From the outset, Nine Lives was destined to bear the weight of expectation—and conflict. With a headline-grabbing $40 million deal from Columbia Records, Aerosmith found themselves in the peculiar position of launching a new era while still wrapping up obligations to their old label. Already veterans, their return was accompanied not by the carefree swagger of youth, but by the fractured uncertainty of a band feeling the strain of its own legacy.
Recording began under dark clouds. Rumors of internal dissent and a relapse into old habits circulated, and the band’s longtime producer, Glenn Ballard, was shown the door. Even after overcoming those creative obstacles, controversy greeted the final product.
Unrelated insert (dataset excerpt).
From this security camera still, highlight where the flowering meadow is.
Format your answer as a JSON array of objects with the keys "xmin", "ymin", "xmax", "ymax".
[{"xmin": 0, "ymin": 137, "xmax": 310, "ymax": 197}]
The original album art was pulled and repackaged after offending members of the Hindu community—a symbolic misstep that echoed the album’s larger identity crisis.
Musically, Nine Lives walks a tightrope between bravado and fatigue. Where Get a Grip had polished edges and radio-friendly gloss, this follow-up tries to roughen its exterior—scratching back at the commercial image with snarling riffs and sleazier themes. But what might once have felt dangerous now comes across as strangely performative. The adolescent bravado that once fit the band’s image now feels like a costume worn too late into the party. Steven Tyler’s Oz-inspired antics on The Farm illustrate the confusion—attempts at humor that land more as strained performance than self-aware satire.
Still, the album is not without its merits. Hole in My Soul, their requisite power ballad, delivers the kind of melancholy grandeur Aerosmith made their own in the '90s. Elsewhere, moments like Pink and Attitude Adjustment offer flashes of creative risk-taking—evidence that the old spark hadn’t fully dimmed. But too often, the tracks feel like they’ve been assembled from a kit of past glories. Fallen Angels, the eight-minute closer, aspires to seriousness with a message about missing children, yet overstays its welcome. What could have been poignant turns ponderous.
Nine Lives captures a band in transition—perhaps too late to recapture the raw energy of their youth, and not yet ready to fully embrace their role as elder statesmen of rock. The album’s inconsistencies are the sound of a group straining against their own legend, trying to outrun a shadow that may no longer be behind them, but above them.